“I started tracking my calories and macros, and I noticed becoming overly focused on food, I started feeling more anxious and I sensed this wasn’t healthy”
Recently I’ve had several new clients who’ve said something along these lines as their reason for seeking help. They started the tracking with the belief that this was necessary to manage their eating and body weight, especially during the Covid lockdowns where there is so much talk around how this is affecting our eating (eg comfort eating) and resulting in weight gain.
My motivation for writing this, is how quickly these particular clients were able to drop the diet behaviour, food restriction and diet mentality and instead tune back into their bodies and appetites and eat freely without any guilt through understanding intuitive eating concepts. They expressed immense relief at not having to monitor or restrict their food, and they made the point that this way of thinking about food made so much more sense and why isn’t this the mainstream advice?
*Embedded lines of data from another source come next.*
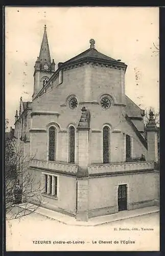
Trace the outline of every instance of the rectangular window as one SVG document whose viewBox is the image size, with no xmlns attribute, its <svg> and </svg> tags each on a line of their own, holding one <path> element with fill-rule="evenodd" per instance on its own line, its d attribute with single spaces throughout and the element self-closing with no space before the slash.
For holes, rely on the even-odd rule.
<svg viewBox="0 0 165 256">
<path fill-rule="evenodd" d="M 45 193 L 57 196 L 57 177 L 48 174 L 44 175 Z"/>
<path fill-rule="evenodd" d="M 131 137 L 126 135 L 126 160 L 131 158 Z"/>
</svg>

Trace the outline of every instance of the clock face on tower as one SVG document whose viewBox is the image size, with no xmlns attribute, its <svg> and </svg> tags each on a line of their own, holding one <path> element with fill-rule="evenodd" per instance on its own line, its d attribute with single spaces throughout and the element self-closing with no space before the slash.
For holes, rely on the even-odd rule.
<svg viewBox="0 0 165 256">
<path fill-rule="evenodd" d="M 43 68 L 44 68 L 44 70 L 48 70 L 48 69 L 49 69 L 49 67 L 48 67 L 48 66 L 47 65 L 47 64 L 45 64 L 45 65 L 43 66 Z"/>
</svg>

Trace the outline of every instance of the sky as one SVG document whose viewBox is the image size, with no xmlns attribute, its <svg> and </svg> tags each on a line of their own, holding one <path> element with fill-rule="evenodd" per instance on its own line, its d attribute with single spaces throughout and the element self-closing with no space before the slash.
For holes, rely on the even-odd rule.
<svg viewBox="0 0 165 256">
<path fill-rule="evenodd" d="M 93 38 L 99 52 L 127 66 L 126 94 L 142 109 L 159 110 L 158 7 L 8 7 L 5 8 L 5 113 L 14 127 L 20 97 L 31 101 L 34 66 L 44 25 L 56 68 L 85 51 Z"/>
</svg>

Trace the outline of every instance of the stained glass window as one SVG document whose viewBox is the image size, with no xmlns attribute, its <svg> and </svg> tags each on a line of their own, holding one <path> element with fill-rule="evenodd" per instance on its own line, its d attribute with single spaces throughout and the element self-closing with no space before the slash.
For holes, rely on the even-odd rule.
<svg viewBox="0 0 165 256">
<path fill-rule="evenodd" d="M 49 130 L 49 160 L 55 161 L 56 147 L 56 129 L 51 126 Z"/>
<path fill-rule="evenodd" d="M 131 138 L 127 134 L 126 135 L 126 159 L 128 159 L 131 158 Z"/>
<path fill-rule="evenodd" d="M 69 162 L 75 163 L 75 131 L 74 126 L 69 127 Z"/>
<path fill-rule="evenodd" d="M 110 162 L 110 129 L 108 126 L 103 128 L 103 163 Z"/>
</svg>

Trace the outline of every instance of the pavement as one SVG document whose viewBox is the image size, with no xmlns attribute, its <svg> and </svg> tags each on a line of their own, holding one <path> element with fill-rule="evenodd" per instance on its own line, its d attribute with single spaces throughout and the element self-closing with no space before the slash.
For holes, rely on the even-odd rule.
<svg viewBox="0 0 165 256">
<path fill-rule="evenodd" d="M 25 208 L 25 205 L 20 204 L 19 206 L 21 208 Z M 29 209 L 30 208 L 34 209 L 36 206 L 32 204 L 28 204 L 26 205 L 26 208 Z M 46 209 L 42 207 L 38 207 L 35 210 L 35 212 L 38 214 L 43 215 L 52 219 L 55 220 L 59 222 L 69 225 L 74 226 L 95 226 L 103 225 L 105 223 L 109 223 L 114 221 L 124 220 L 131 218 L 140 216 L 154 212 L 159 211 L 159 207 L 157 206 L 149 206 L 140 209 L 136 209 L 132 210 L 121 211 L 116 214 L 106 215 L 104 216 L 100 216 L 93 217 L 89 219 L 88 222 L 77 221 L 76 219 L 71 216 L 66 215 L 52 210 Z"/>
</svg>

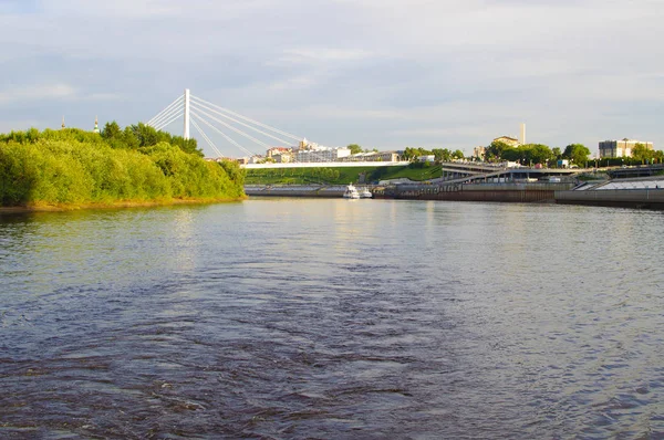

A key reason is just how pervasive diet culture has become, to the point it is everywhere – it’s hard to watch a TV series that doesn’t make some comment food and weight. A wonderful novel I just read which focused on some of the racial issues in America, still had a dose of diet culture with the numerous references to fat being undesirable and a problem. There are ads on TV, the radio and a trip to the doctors office where your weight may be brought up even if your complaint is a sore throat.
These days, diet culture is very often disguised as improving health. Public health messages suggest the relationship with health and weight is clear. It’s not. Fat bodies can be healthy and thin bodies can be unhealthy. Gaining weight does not mean you will develop health issues and losing weight does not guarantee health. If you would like to understand more about this, read Harriet Brown’s Body of Truth or at least this article.
But because of this oversimplification of the relationship between weight and health, the medical profession and many other health professionals, usually without meaning to be, are complicit with diet culture thinking and perpetuate dieting behaviours. Recommending weight loss will ultimately send most people down the path of food restriction or and into diet culture thinking and behaviours.
What do I mean by diet culture thinking and behaviours?
- The good food, bad food dichotomy
- Food is either healthy or unhealthy
- Food will either heal you or harm you
- You need to restrict certain food, especially sugary food, fried food and even some food groups such as carbs, to be eating well and managing your weight
- Tracking food, calories, macros with apps like my fitness pal
- Cutting out sugar or carbs
- Following a pattern of eating that isn’t practical with your lifestyle, that you don’t really enjoy or that leaves you feeling hungry and struggling to concentrate at times
None of this is true or necessary, you can read more about that in these two blogs:
It seems the pervasiveness of diet culture has reached a point that people with a previously healthy relationship with food and who’ve never engaged in diet behaviours before, are now starting to engage in them and this is starting to damage their relationship with food.
It’s important to mention that what was a quick turn around for these clients is not usually so straightforward for the majority of my clients. These people hadn’t dieted much (or at all) in the past, so their relationship with food was fairly intact to begin with. These clients are also in smaller, or not very fat, bodies, and this certainly can make it easier to shift the focus away from worrying about weight and the perceived need to restrict food.